My web/app-server is one of the few that does it all without bloat: parallel + async. with concurrent data structures and non-blocking IO; it means all cores can cooperate on the same problem at the same time without waiting for anything.
IO-wait is where most current sync. server solutions loose ~20% of the CPU when a system is under high utilization.
Comparable to what you loose on the kernel which is what many people are trying to remove with user-space networking.
It's also because of IO-wait that services break, a completely Joint Parallel system is very hard to break, it gets increased latency instead.
All Joint Parallel systems have a queue built in because there is no point to spawn more threads than there are cores.
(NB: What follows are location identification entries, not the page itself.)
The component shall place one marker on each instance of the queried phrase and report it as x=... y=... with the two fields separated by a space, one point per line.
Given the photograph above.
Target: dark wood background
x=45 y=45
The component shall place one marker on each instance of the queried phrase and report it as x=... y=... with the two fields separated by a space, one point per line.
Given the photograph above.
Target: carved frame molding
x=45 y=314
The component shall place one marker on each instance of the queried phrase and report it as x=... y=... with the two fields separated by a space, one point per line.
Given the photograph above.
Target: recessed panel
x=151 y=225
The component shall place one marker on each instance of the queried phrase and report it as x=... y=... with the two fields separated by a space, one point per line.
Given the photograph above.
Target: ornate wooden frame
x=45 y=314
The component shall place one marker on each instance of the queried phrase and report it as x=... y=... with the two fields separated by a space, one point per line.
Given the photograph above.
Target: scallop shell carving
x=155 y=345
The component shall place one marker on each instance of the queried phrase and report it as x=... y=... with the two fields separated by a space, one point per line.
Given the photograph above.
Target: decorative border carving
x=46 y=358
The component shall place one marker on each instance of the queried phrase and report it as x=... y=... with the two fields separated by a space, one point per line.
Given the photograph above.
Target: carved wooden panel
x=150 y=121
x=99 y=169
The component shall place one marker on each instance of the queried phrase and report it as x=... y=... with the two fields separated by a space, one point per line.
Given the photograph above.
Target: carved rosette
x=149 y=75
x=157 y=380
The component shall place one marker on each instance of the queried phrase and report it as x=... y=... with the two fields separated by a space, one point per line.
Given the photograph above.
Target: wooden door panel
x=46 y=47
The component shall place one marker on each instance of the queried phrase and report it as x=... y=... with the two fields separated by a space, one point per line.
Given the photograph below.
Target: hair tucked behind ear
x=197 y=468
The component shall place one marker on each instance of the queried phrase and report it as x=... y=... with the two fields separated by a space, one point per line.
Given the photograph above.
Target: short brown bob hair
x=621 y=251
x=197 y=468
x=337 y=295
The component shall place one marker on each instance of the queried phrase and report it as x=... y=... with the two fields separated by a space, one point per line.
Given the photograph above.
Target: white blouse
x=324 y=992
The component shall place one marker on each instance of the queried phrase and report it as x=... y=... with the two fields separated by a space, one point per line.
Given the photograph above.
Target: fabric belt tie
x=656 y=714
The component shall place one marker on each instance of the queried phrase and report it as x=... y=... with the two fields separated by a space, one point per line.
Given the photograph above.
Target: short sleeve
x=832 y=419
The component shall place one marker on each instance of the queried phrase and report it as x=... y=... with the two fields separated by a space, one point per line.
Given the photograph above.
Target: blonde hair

I'm trying to find a name for it because things usually needs a name to spread, and Joint Parallel is the best I got so far.
Unless the author took preventive measures to prevent this, key lookups tend to be vulnerable to timing attacks, for example.
1: https://www.cloudflare.com/products/workers-kv/
example: in the `and_then` key, a user (over)writes the next line in a developing narrative. next user repeats. etc. set up a little poller to fetch the key periodically to preserve the history.